It's a case of quantity over quality when it comes to the tens of thousands of submissions made about euthanasia, says Act leader David Seymour.
The MP's End of Life Choice Bill is currently in the select committee phase, having passed its first reading in December through a conscience vote - 76 MPs voted in favour and 44 voted against.
Many MPs restricted their support to the first reading, saying future support would depend on public submissions and amendments made during the select committee process.
Public submissions on the bill close at midnight on Tuesday.
Seymour, the bill's sponsor, expected most submissions would be against the bill, as had been the case with moral issues like civil unions and legalising prostitution.
He had been told about four days ago 14,000 people had made submissions, but said it was what was in the submissions that counted, rather than the number.
"Having been an MP who sat on a committee before I can assure you that it's not the number of submissions that are received, in fact a large volume of submissions all saying saying the same thing just irritates MPs.
"What the committee is looking for is useful information that will help them make a better law.
"I can almost guarantee there will be useful information in submissions which will help them make the bill better."
Because submissions were made a by a self-selecting group of people, weighing the number for or against would be akin to taking seriously a poll taken at Eden Park asking whether people liked rugby, Seymour said.
"They don't represent the overall opinion, which is the [majority] of New Zealanders who support my bill."
He was referring to a Reid Research poll conducted in February for Newshub which found 71 per cent of those surveyed supported the bill.
Seymour said after submissions had closed he hoped select committee member would get the chance to travel overseas to speak with experts in places where assisted dying was legal.
"It's important that a little country at the end of the earth invests in getting perspectives from the rest of the world," he said.
The End of Life Choice Bill is based on an earlier piece of legislation drafted by former Labour MP Maryan Street.
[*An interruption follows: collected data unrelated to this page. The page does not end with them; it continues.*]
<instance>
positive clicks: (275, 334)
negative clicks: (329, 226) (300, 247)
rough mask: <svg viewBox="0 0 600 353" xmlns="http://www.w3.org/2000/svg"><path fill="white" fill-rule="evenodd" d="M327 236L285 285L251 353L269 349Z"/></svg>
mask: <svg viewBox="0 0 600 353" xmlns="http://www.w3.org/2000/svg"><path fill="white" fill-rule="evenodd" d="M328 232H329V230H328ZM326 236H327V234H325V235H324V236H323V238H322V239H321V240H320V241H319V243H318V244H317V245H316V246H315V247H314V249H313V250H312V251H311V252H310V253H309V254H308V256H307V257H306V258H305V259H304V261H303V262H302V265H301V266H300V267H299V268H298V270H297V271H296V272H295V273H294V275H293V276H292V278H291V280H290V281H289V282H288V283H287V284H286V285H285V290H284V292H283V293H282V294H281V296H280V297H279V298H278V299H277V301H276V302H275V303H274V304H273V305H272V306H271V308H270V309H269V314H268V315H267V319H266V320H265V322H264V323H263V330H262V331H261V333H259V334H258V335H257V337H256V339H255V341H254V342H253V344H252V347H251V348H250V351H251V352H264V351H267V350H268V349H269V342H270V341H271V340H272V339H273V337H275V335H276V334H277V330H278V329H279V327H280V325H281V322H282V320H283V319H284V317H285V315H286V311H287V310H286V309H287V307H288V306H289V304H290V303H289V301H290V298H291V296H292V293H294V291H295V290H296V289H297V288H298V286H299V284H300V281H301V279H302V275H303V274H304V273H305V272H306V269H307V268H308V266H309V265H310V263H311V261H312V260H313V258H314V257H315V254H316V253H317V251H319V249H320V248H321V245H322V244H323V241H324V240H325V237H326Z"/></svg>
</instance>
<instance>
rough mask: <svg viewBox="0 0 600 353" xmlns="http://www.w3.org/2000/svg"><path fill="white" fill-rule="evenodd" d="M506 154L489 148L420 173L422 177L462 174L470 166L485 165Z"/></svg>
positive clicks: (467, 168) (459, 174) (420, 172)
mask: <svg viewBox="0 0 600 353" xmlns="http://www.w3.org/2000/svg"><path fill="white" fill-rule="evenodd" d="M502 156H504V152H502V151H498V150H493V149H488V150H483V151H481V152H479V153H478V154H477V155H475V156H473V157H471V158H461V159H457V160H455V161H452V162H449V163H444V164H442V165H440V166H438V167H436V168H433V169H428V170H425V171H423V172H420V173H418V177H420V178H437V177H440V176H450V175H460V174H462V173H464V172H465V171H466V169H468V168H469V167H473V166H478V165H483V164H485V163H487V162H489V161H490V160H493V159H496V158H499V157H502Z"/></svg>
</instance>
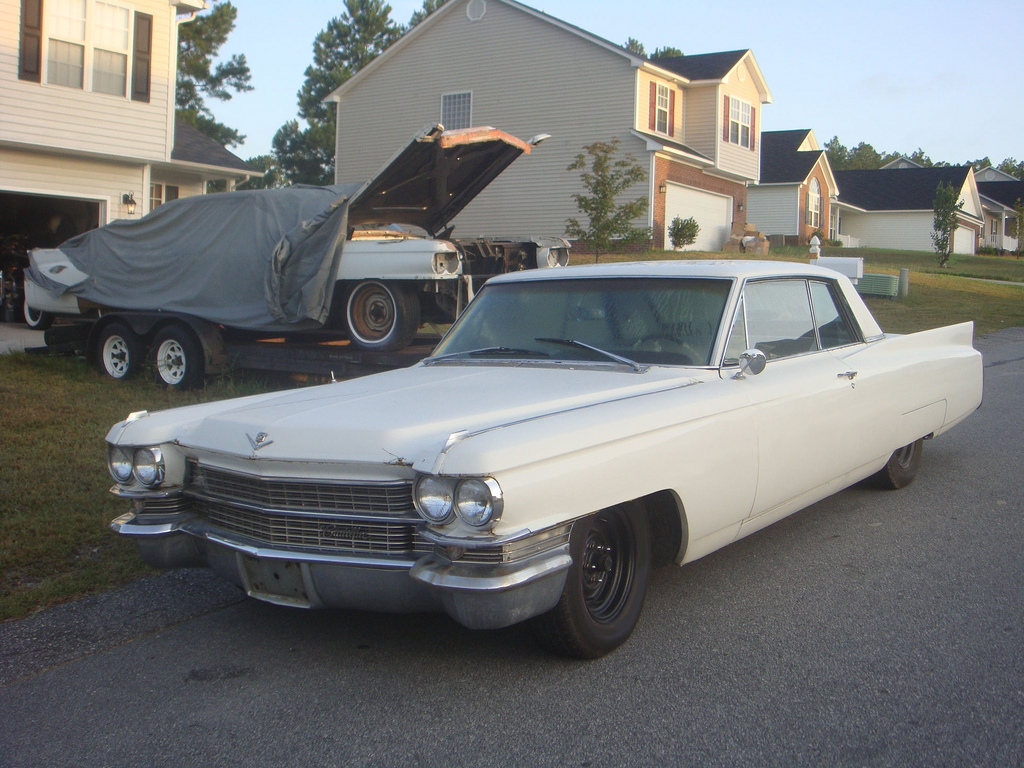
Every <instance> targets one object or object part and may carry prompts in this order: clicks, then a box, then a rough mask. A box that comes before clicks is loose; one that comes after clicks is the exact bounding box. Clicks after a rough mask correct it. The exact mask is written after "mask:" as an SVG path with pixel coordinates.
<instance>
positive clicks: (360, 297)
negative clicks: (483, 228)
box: [26, 126, 568, 383]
It would allow mentally competent New Zealand adults who have a terminal illness likely to end their life within six months, or have a grievous and irremediable medical condition, the choice to ask a doctor to help end their life at the time of their choosing.
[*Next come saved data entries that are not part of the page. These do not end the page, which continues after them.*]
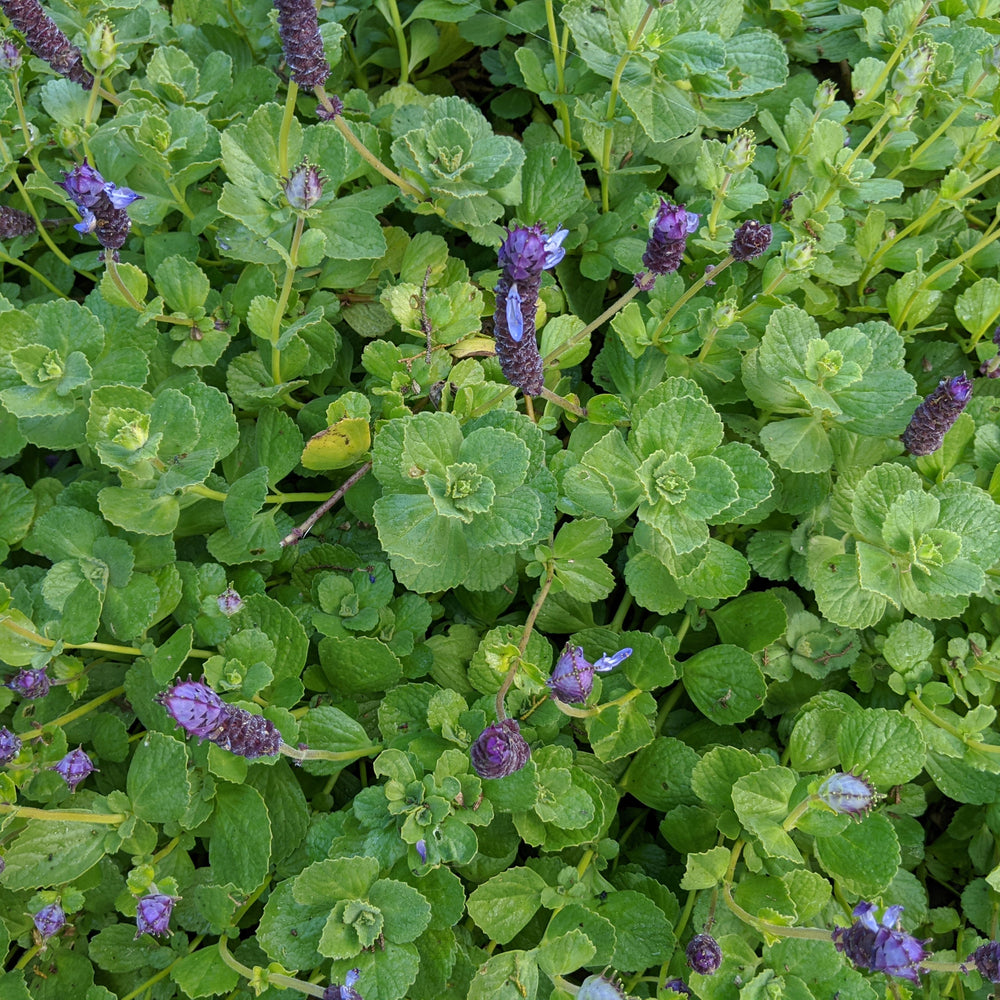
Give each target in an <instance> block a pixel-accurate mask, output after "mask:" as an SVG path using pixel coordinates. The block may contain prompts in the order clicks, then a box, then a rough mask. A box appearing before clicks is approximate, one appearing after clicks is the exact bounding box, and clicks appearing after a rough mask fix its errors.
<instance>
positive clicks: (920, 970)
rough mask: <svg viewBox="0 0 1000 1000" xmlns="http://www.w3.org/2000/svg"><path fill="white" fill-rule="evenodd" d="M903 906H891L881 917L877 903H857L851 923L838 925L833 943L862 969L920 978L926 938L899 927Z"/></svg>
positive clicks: (837, 948) (909, 979) (898, 975)
mask: <svg viewBox="0 0 1000 1000" xmlns="http://www.w3.org/2000/svg"><path fill="white" fill-rule="evenodd" d="M902 914H903V907H902V906H890V907H889V908H888V909H887V910H886V911H885V913H883V914H882V917H881V919H880V920H876V919H875V904H874V903H864V902H862V903H858V905H857V906H856V907H854V911H853V915H854V916H855V917H856V918H857V919H856V920H855V922H854V923H853V924H851V926H850V927H835V928H834V929H833V934H832V937H833V943H834V944H835V945H836V947H837V950H838V951H842V952H843V953H844V954H845V955H846V956H847V957H848V958H849V959H850V961H851V962H852V963H853V964H854V965H855V966H857V967H858V968H859V969H869V970H870V971H872V972H884V973H885V974H886V975H887V976H898V977H899V978H900V979H909V980H910V981H911V982H914V983H917V984H919V982H920V971H921V970H920V963H921V962H922V961H923V960H924V958H926V956H927V952H926V950H925V947H924V946H925V945H926V944H927V942H926V941H919V940H918V939H917V938H915V937H913V936H912V935H911V934H907V933H906V932H905V931H902V930H900V929H899V918H900V917H901V916H902Z"/></svg>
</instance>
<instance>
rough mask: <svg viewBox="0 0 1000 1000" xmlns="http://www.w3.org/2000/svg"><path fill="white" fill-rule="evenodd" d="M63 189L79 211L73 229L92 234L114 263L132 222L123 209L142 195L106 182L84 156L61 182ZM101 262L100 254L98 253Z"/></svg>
mask: <svg viewBox="0 0 1000 1000" xmlns="http://www.w3.org/2000/svg"><path fill="white" fill-rule="evenodd" d="M62 187H63V189H64V190H65V191H66V193H67V194H68V195H69V196H70V198H72V199H73V203H74V204H75V205H76V207H77V208H78V209H79V211H80V215H81V217H82V218H81V220H80V222H78V223H77V224H76V225H75V226H74V227H73V228H74V229H76V230H78V231H79V232H81V233H93V234H94V235H95V236H96V237H97V242H98V243H100V244H101V246H102V247H104V249H105V250H110V251H112V257H113V259H114V260H117V259H118V250H119V249H121V247H123V246H124V245H125V240H126V239H127V238H128V234H129V230H130V229H131V228H132V221H131V219H129V217H128V212H126V211H125V209H126V208H127V207H128V206H129V205H131V204H132V202H133V201H135V200H136V199H137V198H141V197H142V195H139V194H136V193H135V191H133V190H132V189H131V188H120V187H116V186H115V185H114V184H112V183H111V182H110V181H106V180H105V179H104V178H103V177H102V176H101V174H100V173H99V172H98V171H97V170H95V169H94V168H93V167H92V166H91V165H90V164H89V163H88V162H87V159H86V157H84V160H83V163H81V164H80V165H79V166H78V167H74V168H73V169H72V170H71V171H70V172H69V173H68V174H66V178H65V180H63V182H62ZM101 259H103V251H102V252H101Z"/></svg>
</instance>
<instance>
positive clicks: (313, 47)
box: [274, 0, 330, 90]
mask: <svg viewBox="0 0 1000 1000" xmlns="http://www.w3.org/2000/svg"><path fill="white" fill-rule="evenodd" d="M274 6H275V8H276V9H277V11H278V34H279V35H280V36H281V46H282V48H283V49H284V50H285V62H286V63H288V68H289V69H290V70H291V71H292V74H291V75H292V79H293V80H294V81H295V82H296V83H297V84H298V85H299V86H300V87H303V88H305V89H306V90H312V89H313V88H314V87H321V86H323V84H324V83H325V82H326V79H327V77H328V76H329V75H330V64H329V63H328V62H327V61H326V53H325V52H324V51H323V39H322V38H321V37H320V34H319V17H318V15H317V13H316V4H315V3H314V2H313V0H274Z"/></svg>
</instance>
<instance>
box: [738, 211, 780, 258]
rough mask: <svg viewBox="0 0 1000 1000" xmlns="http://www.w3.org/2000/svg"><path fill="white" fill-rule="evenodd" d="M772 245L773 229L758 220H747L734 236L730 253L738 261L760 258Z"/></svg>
mask: <svg viewBox="0 0 1000 1000" xmlns="http://www.w3.org/2000/svg"><path fill="white" fill-rule="evenodd" d="M770 245H771V227H770V226H769V225H766V224H761V223H760V222H758V221H757V220H756V219H747V221H746V222H744V223H743V225H742V226H740V227H739V229H737V230H736V232H735V233H734V234H733V242H732V243H731V244H730V245H729V252H730V253H731V254H732V255H733V257H734V258H735V259H736V260H741V261H747V260H753V259H754V258H755V257H759V256H760V255H761V254H762V253H763V252H764V251H765V250H766V249H767V248H768V247H769V246H770Z"/></svg>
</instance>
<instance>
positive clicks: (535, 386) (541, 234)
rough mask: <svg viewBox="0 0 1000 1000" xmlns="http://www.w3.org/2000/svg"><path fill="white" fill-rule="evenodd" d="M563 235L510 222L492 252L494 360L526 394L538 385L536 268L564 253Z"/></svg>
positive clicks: (542, 269)
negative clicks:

The Director-General of Health would establish a group of medical practitioners who would maintain a register of health professionals willing to participate in assisted dying.
A new process would require two medical practitioners to be satisfied a person meets the required criteria. The second would be independent of the patient and initial doctor.
Video campaign #MyLifeMyChoice, had been viewed by more than 100,000 people on social media.
The five videos making up the #MyLifeMyChoice campaign include one with Lecretia Seales' widower, Matt Vickers, and New Zealander of the year Dr Lance O'Sullivan.
The remaining three feature Kiwis suffering from terminal illness who support Seymour's bill.
Most reaction on social media were in favour of the bill, Seymour said.
"Overwhelmingly [they were saying] it's disgraceful to deny people choice."